Prognostic value of the PGD2 signaling axis
We introduced three bulk RNA datasets (TCGA-LUAD, GSE31210, and GSE37745), which include more samples with clinical records, to explore the potential prognostic value of the PGD2 signaling axis. Firstly, relative genes involved in PGD2 signaling axis, HPGDS, PTGDS, PTGDR and SLCO2A1, were all significantly lower expressed in tumor lung tissue compared to normal in TCGA-LUAD cohort (Figure 7A). The expression differences of these genes across different stages, however, are not as pronounced, as shown in Supplementary Figure S10A. The StromalScore, ImmuneScore, and ESTIMATEScore were significantly positively correlated with these four genes, as determined by Spearman correlation analysis. In contrast, TumorPurity was significantly negatively correlated with these genes across all cohorts (Figure 7B). These findings validate the above results, suggesting that PGD2 cell-cell communication predominantly occurs between immune and stromal cells at the single-cell level and is associated with the degree of immune infiltration in tumors.

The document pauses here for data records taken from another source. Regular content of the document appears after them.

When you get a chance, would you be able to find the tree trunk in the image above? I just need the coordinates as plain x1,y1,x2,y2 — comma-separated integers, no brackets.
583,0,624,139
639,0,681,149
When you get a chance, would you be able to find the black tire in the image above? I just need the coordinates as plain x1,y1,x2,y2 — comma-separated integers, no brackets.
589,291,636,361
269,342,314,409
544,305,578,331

Furthermore, we identified the top 20 marker genes for the major populations defined in this study and compiled them into custom gene sets (Supplementary Table S6). Based on these gene sets, we calculated the enrichment scores for each cell type in bulk RNA using ssGSEA and explore their correlation to relative genes involved in PGD2 signaling axis. We found that the enrichment of specific cell types corresponded closely with the expression of related genes. For example, the enrichment level of DNAJB1+ NK, KLRC2+ NK and CX3CR1+ NK cells were significantly associated with PTGDR gene expression (Figure 7C). To explore the clinical value of the PGD2 signaling axis, we calculated the Hot score for each sample across all cohorts using ssGSEA (Foy et al., 2022). These four genes were found to be significantly correlated with both the Hot score and PD-L1 expression levels, with PTGDS and PTGDR showing particularly strong associations (Figure 7D). This suggests that active PGD2 signaling axis activity may be associated with improved immunotherapy efficacy. The ROC plots further confirmed the predictive performance of PTGDS and PTGDR for distinguishing hot and cold tumors, with AUC scores ranging from 0.674 to 0.765 and 0.693 to 0.789, respectively (Figure 7E,F).

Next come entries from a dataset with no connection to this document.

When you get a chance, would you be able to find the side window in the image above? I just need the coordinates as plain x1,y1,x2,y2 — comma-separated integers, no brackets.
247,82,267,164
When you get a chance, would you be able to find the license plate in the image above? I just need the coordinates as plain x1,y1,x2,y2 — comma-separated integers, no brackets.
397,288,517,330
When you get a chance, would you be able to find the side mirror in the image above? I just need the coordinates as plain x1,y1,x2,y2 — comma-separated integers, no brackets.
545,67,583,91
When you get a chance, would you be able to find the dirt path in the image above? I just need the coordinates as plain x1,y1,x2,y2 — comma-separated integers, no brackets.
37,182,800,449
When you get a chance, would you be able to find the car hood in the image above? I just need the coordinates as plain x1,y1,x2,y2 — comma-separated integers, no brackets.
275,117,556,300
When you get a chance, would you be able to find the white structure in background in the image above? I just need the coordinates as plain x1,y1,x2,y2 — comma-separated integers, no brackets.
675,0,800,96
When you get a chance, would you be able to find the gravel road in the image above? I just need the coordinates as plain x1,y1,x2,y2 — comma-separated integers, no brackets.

Figure 7. Enzyme and sensor genes of Prostaglandin D2 observed in bulk RNA data. (A) Violin plot of Enzyme and sensor genes expression of PGD2 in tumor lung and normal lung samples from the TCGA LUAD dataset. The Significance level, determined using the Wilcoxon test, is indicated by adjusted p-values: *p < 0.05, **p < 0.01, ***p < 0.001, and NS > 0.05. (B) Heatmap of Spearman correlation coefficients between genes and stromal, immune, and tumor scores in three bulk RNA datasets. (C) Heatmap of Spearman correlation coefficients between genes and cell type marker gene signature scores in three bulk RNA datasets. (D) Heatmap of Spearman correlation coefficients between genes and PDL1 and Hot scores in three bulk RNA datasets. (E) ROC plot showing the performance of PTGDS in distinguishing hot and cold tumors in three bulk RNA datasets. The AUC values are labeled separately for each dataset. (F) ROC plot showing the performance of PTGDR. ROC plot of HPGDS and SLCO2A1 was in Supplementary Figures S10B, C. Details of score calculations are provided in the Methods. The significance level of Spearman correlation in (B–D) are indicated by p-values: *p < 0.05, **p < 0.01, ***p < 0.001.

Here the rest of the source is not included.